Durant la campagne présidentielle, Emmanuel Macron avait annoncé son souhait de réformer profondément le régime des retraites. D’autres avant lui se sont cassés les dents sur ce sujet sensible, qui a fait descendre bon nombre de français dans les rues ces dernières années.
Voyons ce qu’il en est de la réforme des retraites version Macron.

Le calendrier de la réforme

Annoncée comme l’un des chantiers essentiels du mandat présidentiel, la réforme se fait attendre. Si en septembre 2017, Jean-Claude Delevoye a été nommé Haut-Commissaire à la réforme des retraites, le Président a souhaité prendre son temps et ce n’est qu’en juillet 2019 que les préconisations du Haut-Commissaire ont été déposées. L’objectif est la signature d’un projet de loi avant l’été 2020.

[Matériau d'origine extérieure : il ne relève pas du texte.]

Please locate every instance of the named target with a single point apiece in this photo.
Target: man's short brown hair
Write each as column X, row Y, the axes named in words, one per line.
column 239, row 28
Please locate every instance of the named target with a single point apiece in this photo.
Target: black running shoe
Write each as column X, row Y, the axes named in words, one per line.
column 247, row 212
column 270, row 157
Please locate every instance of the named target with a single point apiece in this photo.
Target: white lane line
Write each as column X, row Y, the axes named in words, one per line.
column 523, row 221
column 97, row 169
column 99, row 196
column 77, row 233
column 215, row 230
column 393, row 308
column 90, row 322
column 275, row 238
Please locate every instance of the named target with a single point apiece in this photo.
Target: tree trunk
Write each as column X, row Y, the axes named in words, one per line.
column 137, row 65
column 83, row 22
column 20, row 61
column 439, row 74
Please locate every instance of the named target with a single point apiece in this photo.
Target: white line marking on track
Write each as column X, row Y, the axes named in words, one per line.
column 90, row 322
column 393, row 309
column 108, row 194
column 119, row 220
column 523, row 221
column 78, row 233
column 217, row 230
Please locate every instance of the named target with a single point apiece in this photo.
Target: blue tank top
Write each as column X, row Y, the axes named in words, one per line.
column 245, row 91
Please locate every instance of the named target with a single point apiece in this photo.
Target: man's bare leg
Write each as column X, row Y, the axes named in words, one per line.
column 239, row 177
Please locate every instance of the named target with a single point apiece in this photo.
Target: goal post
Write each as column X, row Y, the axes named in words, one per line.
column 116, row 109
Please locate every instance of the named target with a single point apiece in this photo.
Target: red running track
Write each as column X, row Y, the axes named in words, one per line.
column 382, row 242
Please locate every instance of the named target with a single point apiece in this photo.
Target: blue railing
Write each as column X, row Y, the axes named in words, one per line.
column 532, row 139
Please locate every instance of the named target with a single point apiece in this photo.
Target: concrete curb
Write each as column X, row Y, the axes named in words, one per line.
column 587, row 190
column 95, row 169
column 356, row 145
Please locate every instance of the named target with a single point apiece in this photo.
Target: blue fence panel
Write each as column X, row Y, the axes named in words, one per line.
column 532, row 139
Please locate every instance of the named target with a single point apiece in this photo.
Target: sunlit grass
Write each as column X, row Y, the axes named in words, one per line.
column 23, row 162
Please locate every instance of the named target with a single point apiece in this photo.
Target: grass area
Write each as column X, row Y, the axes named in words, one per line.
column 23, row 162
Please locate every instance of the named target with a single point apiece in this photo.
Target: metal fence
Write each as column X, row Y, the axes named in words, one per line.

A Rodez en Aveyron, Emmanuel Macron a ouvert une période de négociation de trois mois avec les partenaires sociaux mais également avec le grand public puisqu’un site ouvert à tous est disponible : https://participez.reforme-retraite.gouv.fr/

Parallèlement aux discussions sur la réforme des retraites, le gouvernement a saisi le Conseil d’orientation des retraites, chargé de se prononcer avant fin novembre 2019 sur la situation financière du système de retraites et de proposer des mesures “pour en garantir l’équilibre en 2025”.

Les éléments des préconisations Delevoye

Le principe de la réforme tient en quelques mots : faire converger la quarantaine de régimes de retraite en un système “universel”.

Un système par points

Le système universel devrait remplacer les 42 régimes existants en imposant des règles communes aux salariés, fonctionnaires, indépendants, professions libérales, agriculteurs…

Les régimes spéciaux doivent être supprimés. C’est notamment sur ce point que les avocats se sont mobilisés récemment.

Dans le nouveau système, chaque jour travaillé ouvrira droit à des points. Exit les 25 meilleures années de carrière (dans le privé), ou les six derniers mois (dans le public), l’ensemble de la carrière des actifs sera pris en compte dans le calcul de la retraite.

Age de départ à la retraite 

Les assurés pourront partir à 62 ans mais l’âge de départ à la retraite sera fixé à 64 ans en 2025.

Taux de cotisation

Il sera fixé à 28,12% des revenus bruts des actifs. Ce taux sera assuré à 60% par l’employeur et 40% par le salarié.

Points de solidarité

Les périodes de chômage indemnisé, de maternité, d’invalidité et de maladie ouvriront droit à des points de solidarité ayant la même valeur que les points attribués au titre de l’activité travaillée.

Par ailleurs, le nouveau système devrait prévoir un minimum de retraite pour ceux ayant eu une carrière modeste. Le minimum s’élèvera à 85 % du SMIC net et il bénéficiera également aux agriculteurs.

Bien d’autres modalités sont prévues dans la réforme, nous vous présentons ici les points essentiels de la réforme. Et nous ne manquerons pas de suivre son évolution. Bien d’autres réformes auparavant ayant été remaniées en cours de négociation.
Gageons par ailleurs que les gilets jaunes pèseront dans le jeu des discussions. Et peut-être même les professions libérales et les avocats.